You refer to William as he/him. How do you approach the challenge of talking about gender identities of people in the past? 

In my research I use the term ‘transmasculine people’, but my definition of trans people is about what they’re doing rather than an identity: a movement from one gender presentation to another. Sometimes they move back, sometimes they remain in between.  

I tend to use the pronouns they/them and the term ‘people assigned female at birth’ when referring to individuals who lived as female sailors. Of course, I cannot know what their self-perception was, so for me this is a way of acknowledging that I don’t know, and recognising that they themselves used both masculine and feminine pronouns throughout their lives. 

My one exception is William.
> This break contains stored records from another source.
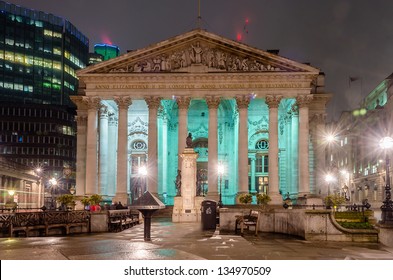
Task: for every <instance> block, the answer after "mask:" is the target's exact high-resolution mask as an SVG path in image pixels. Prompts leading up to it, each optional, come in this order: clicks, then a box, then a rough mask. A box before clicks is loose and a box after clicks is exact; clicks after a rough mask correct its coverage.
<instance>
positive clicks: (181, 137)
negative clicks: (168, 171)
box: [176, 96, 191, 169]
mask: <svg viewBox="0 0 393 280" xmlns="http://www.w3.org/2000/svg"><path fill="white" fill-rule="evenodd" d="M190 101H191V98H190V97H187V96H179V97H177V98H176V102H177V106H178V108H179V115H178V119H179V125H178V139H177V160H178V162H177V166H178V169H181V166H182V165H181V162H182V158H181V156H180V155H181V154H182V153H183V152H184V149H185V148H186V138H187V135H188V128H187V125H188V115H187V113H188V106H189V105H190Z"/></svg>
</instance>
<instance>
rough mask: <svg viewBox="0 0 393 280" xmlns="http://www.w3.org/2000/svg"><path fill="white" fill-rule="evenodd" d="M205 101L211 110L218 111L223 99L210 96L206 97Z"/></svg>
mask: <svg viewBox="0 0 393 280" xmlns="http://www.w3.org/2000/svg"><path fill="white" fill-rule="evenodd" d="M205 99H206V103H207V107H208V108H209V109H217V108H218V106H219V105H220V102H221V98H220V97H219V96H213V95H209V96H206V97H205Z"/></svg>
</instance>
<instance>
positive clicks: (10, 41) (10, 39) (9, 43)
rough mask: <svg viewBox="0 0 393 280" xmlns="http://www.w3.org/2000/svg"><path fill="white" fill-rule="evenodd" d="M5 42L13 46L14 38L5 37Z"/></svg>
mask: <svg viewBox="0 0 393 280" xmlns="http://www.w3.org/2000/svg"><path fill="white" fill-rule="evenodd" d="M5 43H6V44H7V45H11V46H13V45H14V39H11V38H5Z"/></svg>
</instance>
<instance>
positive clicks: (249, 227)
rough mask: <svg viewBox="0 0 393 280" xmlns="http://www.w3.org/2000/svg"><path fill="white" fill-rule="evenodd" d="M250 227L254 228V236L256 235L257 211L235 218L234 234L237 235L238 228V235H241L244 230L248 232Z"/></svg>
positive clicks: (242, 215) (236, 216)
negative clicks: (246, 214) (239, 234)
mask: <svg viewBox="0 0 393 280" xmlns="http://www.w3.org/2000/svg"><path fill="white" fill-rule="evenodd" d="M250 227H254V230H255V235H258V227H259V211H258V210H250V213H249V214H248V215H241V216H236V224H235V234H237V231H238V229H239V228H240V234H241V235H243V233H244V228H247V230H250Z"/></svg>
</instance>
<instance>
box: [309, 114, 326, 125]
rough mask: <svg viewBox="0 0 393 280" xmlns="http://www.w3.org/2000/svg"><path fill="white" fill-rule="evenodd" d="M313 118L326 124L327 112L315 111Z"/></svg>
mask: <svg viewBox="0 0 393 280" xmlns="http://www.w3.org/2000/svg"><path fill="white" fill-rule="evenodd" d="M311 120H312V121H313V122H315V123H316V124H325V122H326V114H325V113H315V114H313V115H312V117H311Z"/></svg>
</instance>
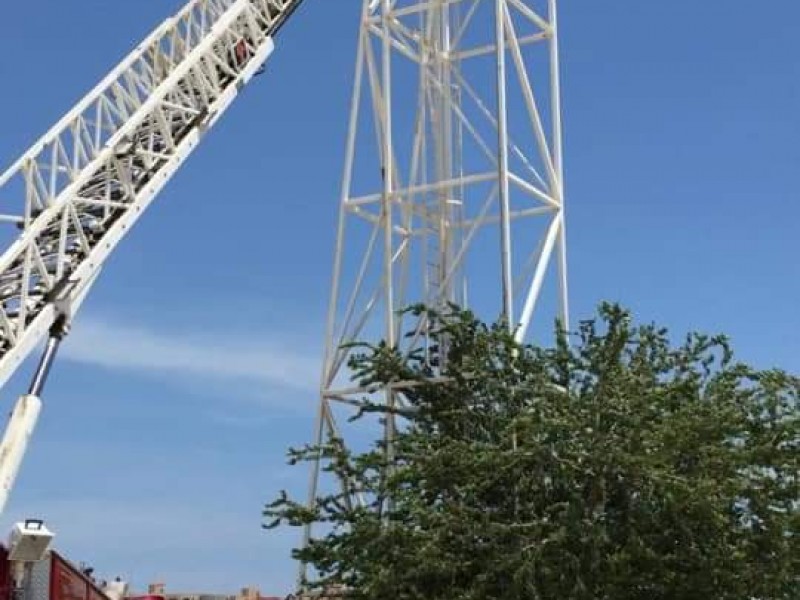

I think the documents show that he very much wanted to live as a man, and I wanted to respect that.  

Was there anything you found in your research that made you uncomfortable? 

When I read that they had called in a doctor to examine William, that was the point I really felt for him. 

Before that, even when he had been found out and was in trouble, it almost felt swashbuckling. But his medical examination hammered home the point that this was a traumatic experience for him. I suppose it also speaks to the fact that, even today, so many trans and nonbinary people can have distressing encounters with medical figures. 

Does being part of a group of LGBTQ+ history researchers help you in those situations? 

Everyone is so supportive. When I brought that particular story to light, people immediately understood: yes, this was a difficult history to tell, but it was also a new discovery, something that added to our picture of William’s life. 

The main thing I’ve learned from the Club is the attitude that you can bring to research. I spent so much of my time in academia trying to remove myself from the sources emotionally, but this is the complete opposite of that. 

You feel completely enmeshed in these stories, and that gives you a newfound respect for the people you're researching. The records and the establishment have not always been kind to them, but these are real people, these are your people. You have to take care of them.